Она искала выражения.

Что ж жизнь, по-вашему? - спросил Обломов.

Жизнь - долг, обязанность, следовательно, любовь - тоже долг: мне как будто бог послал ее, - досказала она, подняв глаза к небу, - и велел любить.

Корделия! - вслух произнес Обломов. - И ей двадцать один год! Так вот что любовь, по-вашему! - прибавил он в раздумье.

Да, и у меня, кажется, достанет сил прожить и пролюбить всю жизнь...

Так разыгрывался между ними все тот же мотив в разнообразных варьяциях. Свидания, разговоры - все это была одна песнь, одни звуки, один свет, который горел ярко, и только преломлялись и дробились лучи его на розовые, на зеленые, на палевые и трепетали в окружавшей их атмосфере.
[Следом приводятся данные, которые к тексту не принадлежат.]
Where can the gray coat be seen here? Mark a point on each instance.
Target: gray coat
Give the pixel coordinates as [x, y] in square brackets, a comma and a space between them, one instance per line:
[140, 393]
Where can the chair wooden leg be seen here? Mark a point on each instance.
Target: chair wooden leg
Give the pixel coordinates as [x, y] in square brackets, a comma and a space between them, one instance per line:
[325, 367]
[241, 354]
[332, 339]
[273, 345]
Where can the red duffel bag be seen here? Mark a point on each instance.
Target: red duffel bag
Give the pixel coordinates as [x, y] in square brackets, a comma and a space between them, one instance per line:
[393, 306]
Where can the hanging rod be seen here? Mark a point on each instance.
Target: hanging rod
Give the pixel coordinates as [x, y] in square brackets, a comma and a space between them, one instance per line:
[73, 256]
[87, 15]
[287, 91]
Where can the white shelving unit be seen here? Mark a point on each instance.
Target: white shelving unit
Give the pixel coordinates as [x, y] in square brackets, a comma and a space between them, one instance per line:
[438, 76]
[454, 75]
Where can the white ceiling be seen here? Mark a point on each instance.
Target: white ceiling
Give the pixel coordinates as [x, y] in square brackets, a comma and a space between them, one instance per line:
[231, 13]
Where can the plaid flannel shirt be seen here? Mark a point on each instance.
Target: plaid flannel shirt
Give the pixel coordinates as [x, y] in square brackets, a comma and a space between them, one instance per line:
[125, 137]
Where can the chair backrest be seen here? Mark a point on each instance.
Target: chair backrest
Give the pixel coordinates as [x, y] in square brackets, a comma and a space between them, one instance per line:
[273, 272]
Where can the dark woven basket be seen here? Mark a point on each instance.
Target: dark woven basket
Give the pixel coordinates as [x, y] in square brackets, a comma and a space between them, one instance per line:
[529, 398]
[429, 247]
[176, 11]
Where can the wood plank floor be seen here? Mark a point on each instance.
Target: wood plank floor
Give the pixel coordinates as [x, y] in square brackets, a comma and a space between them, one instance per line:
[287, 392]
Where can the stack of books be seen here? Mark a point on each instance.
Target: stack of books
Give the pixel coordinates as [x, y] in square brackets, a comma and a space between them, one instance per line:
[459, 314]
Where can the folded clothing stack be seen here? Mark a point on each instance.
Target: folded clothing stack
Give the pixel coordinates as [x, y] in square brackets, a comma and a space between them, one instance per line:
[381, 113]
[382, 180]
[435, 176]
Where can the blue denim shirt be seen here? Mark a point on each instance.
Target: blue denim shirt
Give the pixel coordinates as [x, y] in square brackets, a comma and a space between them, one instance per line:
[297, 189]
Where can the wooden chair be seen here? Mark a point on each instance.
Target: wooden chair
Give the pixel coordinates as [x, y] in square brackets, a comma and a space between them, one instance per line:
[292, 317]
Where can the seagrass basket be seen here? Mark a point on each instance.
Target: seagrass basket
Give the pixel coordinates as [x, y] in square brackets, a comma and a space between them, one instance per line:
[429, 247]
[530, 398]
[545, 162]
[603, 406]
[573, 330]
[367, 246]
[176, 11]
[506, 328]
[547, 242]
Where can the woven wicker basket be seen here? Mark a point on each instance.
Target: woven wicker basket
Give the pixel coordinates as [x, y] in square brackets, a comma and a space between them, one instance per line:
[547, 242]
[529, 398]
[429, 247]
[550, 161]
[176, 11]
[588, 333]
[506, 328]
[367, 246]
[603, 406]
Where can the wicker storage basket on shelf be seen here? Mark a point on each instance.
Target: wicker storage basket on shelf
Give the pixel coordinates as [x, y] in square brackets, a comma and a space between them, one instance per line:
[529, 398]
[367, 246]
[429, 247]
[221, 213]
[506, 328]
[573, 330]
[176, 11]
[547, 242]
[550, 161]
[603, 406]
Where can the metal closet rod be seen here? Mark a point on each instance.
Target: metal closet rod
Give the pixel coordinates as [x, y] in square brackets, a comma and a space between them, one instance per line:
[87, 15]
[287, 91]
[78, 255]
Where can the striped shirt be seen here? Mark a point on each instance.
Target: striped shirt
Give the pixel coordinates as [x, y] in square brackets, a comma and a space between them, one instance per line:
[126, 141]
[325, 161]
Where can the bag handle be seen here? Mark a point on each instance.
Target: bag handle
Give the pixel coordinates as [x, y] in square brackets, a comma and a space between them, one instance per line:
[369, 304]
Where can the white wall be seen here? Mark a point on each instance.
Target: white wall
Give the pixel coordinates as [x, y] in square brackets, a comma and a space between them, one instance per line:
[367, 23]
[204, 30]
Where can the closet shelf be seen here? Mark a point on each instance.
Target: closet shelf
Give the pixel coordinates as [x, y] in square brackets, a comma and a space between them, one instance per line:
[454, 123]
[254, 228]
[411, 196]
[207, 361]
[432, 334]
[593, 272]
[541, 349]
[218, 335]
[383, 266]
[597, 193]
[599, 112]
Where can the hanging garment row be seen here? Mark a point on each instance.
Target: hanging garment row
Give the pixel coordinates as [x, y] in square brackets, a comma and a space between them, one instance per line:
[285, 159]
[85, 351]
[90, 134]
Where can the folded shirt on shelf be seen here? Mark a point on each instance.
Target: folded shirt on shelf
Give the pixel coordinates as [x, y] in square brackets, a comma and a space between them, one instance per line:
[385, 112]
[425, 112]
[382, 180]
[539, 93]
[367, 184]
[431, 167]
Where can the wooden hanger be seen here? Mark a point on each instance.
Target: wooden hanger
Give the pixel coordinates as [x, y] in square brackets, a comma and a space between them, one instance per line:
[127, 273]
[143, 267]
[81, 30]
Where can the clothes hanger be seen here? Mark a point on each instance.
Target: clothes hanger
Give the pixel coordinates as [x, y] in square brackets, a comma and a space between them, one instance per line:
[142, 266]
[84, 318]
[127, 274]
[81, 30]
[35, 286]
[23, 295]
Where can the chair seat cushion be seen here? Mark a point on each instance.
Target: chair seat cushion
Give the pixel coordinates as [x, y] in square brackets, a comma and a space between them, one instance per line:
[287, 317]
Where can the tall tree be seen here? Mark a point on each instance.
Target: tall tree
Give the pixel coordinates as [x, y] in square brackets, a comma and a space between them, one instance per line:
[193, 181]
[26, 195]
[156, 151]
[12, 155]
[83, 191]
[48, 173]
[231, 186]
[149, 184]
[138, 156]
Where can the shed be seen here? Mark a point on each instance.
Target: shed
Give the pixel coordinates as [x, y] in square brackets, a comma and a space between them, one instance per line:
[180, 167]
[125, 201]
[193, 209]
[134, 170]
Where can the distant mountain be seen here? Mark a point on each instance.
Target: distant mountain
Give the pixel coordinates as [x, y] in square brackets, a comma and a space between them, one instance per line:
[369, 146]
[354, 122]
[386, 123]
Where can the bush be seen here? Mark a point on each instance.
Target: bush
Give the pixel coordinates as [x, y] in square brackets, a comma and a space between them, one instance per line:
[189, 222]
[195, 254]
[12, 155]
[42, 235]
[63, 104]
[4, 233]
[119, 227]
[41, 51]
Каждый день и час приносил новые звуки и лучи, но свет горел один, мотив звучал все тот же...

Обломов был во власти своего чувства и жил только встречами с Ольгой. «Люблю, люблю, люблю» - звучало в нем недавнее признание Ольги. Но на следующий день он встал бледный и мрачный, со следами бессонницы на лице и потухшим огнем в глазах. Он вяло напился чаю, не тронул ни одной книги и уселся на диване и задумался. Лечь его не тянуло - отвык, но рукой в подушку все-таки уперся. Образ Ольги был перед ним, но где-то в тумане. Внутренний голос говорил ему, что нельзя жить так, как хочется. «Надо идти ощупью, на многое закрывать глаза и не бредить счастьем, не сметь роптать, что оно ускользает, - вот жизнь!» Он вдруг понял, что ему необходимо расстаться с Ольгой, его «поэтическое настроение уступило место ужасам».

«Не ошибка ли это?» - вдруг мелькнуло у него в уме, как молния, и молния эта попала в самое сердце и разбила его. Он застонал. «Ошибка! да... вот что!» - ворочалось у него в голове.

«Люблю, люблю, люблю», - раздалось вдруг опять в памяти, и сердце начинало согреваться, но вдруг опять похолодело. И это троекратное «люблю» Ольги - что это? Обман ее глаз, лукавый шепот еще праздного сердца; не любовь, а только предчувствие любви!..

Она любит теперь, как вышивает по канве: тихо, лениво выходит узор, она еще ленивее развертывает его, любуется, потом положит и забудет. Да, это только приготовление к любви, опыт, а он - субъект, который подвернулся первый, немного сносный, для опыта, по случаю...

Вот оно что! - с ужасом говорил он, вставая с постели и зажигая дрожащей рукой свечку. - Больше ничего тут нет и не было! Она готова была к воспринятию любви, сердце ее ждало чутко, и он встретился нечаянно, попал ошибкой... Другой только явится - и она с ужасом отрезвится от ошибки! Как она взглянет тогда на него, как отвернется... ужасно! Я похищаю чужое! Я - вор! Что я делаю, что я делаю? Как я ослеп! - Боже мой!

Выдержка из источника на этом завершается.